In this mode, the generator creates anemic bins with public fields (without setters and without getters) and with simple serialization methods. There is no extra copying, so the problem # 2 is solved. The remaining problems remained, moreover, in the presence of circular references, the serializer falls into StackOverflowError.
The decision to serialize each field is based on its current value, and not on a separate bitmask, which somewhat simplifies the beans themselves.
protostuff
An alternative implementation of the protobuf protocol. I didn’t test it in battle, but at first glance it looks very solidly. It does not require proto-files (however, it can work with them if necessary), therefore problems # 0, # 1 and # 2 have been resolved. In addition, it can save in its own format, as well as in JSON, XML and YAML. Also interesting is the ability to transfer data from one format to another stream, without the need for complete deserialization to an intermediate bin.

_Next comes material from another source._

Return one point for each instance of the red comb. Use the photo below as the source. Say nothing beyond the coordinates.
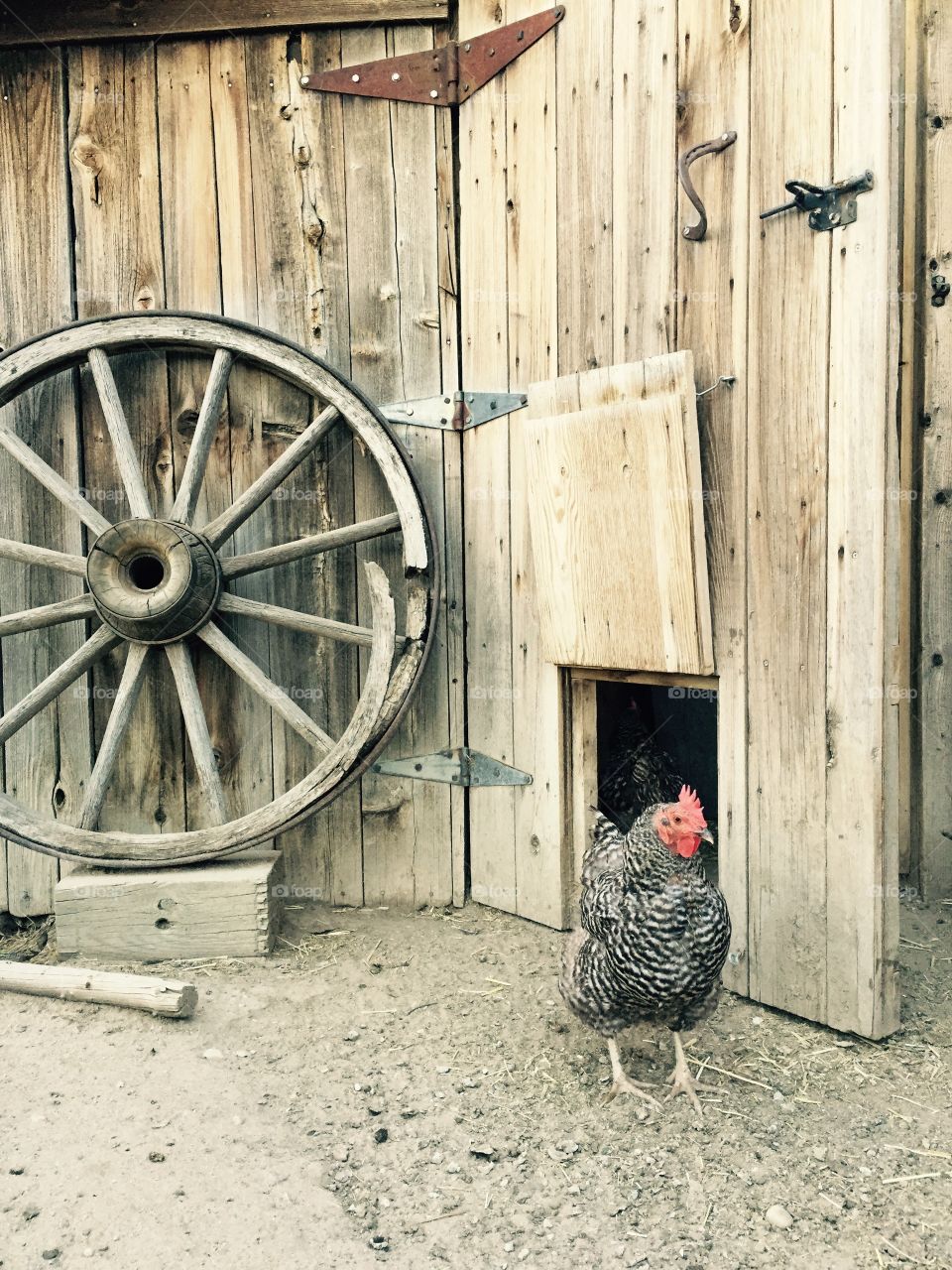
(688, 799)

Unfortunately, if you send a regular POJO for serialization without a scheme, annotations, and without proto files (this is also possible), protostuff will save all the fields of the object in a row, regardless of whether they were initialized with a value or not, and this again has a big impact on compactness when not all fields are filled. But as far as I can see, this behavior can be corrected if desired by redefining a couple of classes.